The ASSITEJ International Facebook page exists as a communication tool which Facebook friends can link to and also post on, which admins can then share through the ASSITEJ International newsfeed. We want all our members to keep us updated about what they are doing for the campaign.
For 2024, ASSITEJ International has created the Facebook Group page ‘Take a Child to the Theatre, Today’ dedicated to promoting World Day of Theatre for Children and Young People (WDT) initiatives.
We strongly encourage members of ASSITEJ International to share their past or upcoming activities related to WDT or the ‘Take a Child to the Theatre’ campaign on this group page. By doing so, we can collectively celebrate and raise awareness of this day worldwide.

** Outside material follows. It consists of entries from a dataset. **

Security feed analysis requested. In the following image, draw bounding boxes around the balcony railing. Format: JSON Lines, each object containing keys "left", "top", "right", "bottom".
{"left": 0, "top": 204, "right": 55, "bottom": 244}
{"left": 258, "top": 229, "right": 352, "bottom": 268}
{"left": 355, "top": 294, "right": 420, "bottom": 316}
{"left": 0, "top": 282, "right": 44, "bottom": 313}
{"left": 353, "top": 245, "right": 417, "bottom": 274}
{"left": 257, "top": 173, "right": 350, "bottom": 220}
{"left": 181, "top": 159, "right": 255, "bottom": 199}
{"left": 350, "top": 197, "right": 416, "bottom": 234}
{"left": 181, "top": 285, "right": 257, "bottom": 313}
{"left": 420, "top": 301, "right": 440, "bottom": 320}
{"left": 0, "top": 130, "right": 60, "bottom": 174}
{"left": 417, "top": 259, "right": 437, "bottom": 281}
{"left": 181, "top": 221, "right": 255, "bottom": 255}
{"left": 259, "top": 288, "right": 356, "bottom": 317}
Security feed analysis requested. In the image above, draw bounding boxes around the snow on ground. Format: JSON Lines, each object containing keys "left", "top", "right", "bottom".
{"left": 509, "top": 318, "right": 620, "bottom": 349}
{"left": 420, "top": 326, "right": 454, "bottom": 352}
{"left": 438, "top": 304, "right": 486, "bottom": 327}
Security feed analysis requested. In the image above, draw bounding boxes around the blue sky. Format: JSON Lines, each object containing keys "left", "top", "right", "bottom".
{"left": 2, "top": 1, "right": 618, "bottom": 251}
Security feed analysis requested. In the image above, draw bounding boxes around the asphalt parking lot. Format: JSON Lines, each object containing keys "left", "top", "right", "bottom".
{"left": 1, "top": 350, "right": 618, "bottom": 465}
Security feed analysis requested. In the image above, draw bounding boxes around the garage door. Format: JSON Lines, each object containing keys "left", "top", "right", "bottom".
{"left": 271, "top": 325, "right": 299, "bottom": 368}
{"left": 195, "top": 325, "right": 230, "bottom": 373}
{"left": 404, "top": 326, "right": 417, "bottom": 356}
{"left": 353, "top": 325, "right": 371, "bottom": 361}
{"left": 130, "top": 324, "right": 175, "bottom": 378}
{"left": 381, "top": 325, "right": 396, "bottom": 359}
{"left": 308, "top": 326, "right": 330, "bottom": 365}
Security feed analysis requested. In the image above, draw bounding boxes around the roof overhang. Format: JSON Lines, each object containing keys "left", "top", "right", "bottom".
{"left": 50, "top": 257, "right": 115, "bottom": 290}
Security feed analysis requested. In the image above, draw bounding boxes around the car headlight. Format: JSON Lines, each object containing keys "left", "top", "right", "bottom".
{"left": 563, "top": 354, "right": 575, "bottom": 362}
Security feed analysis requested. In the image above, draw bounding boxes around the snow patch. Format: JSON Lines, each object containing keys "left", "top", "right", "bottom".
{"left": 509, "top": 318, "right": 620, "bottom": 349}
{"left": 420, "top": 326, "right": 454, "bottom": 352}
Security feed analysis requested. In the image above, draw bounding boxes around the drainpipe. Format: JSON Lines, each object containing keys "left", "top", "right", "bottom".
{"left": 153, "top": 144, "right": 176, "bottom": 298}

International Co-operation
World Performance Week is a concept initiated by ASSITEJ International, in collaboration with other international associations involved with different art forms related to live performance, which celebrate their World Days between March 20th and March 27th.
We invite you to build partnerships with these associations in your own country and to participate in World Performance Week where this is possible. The week includes March 20th, ASSITEJ World Day of Theatre for Children and Young People (and the campaign “Take a Child to the Theatre”), March 21st, UNIMA’s World Puppetry Day, March 22nd, World Mime Organisation‘s World Mime Day, and March 27th, ITI’s World Theatre Day, which is also celebrated by other associations, such as IATC, IDEA, AITA/IATA and others. Use the unifying logo, as well as the ASSITEJ International logo and the Take a Child to the Theatre Today logo, if you wish to promote the week.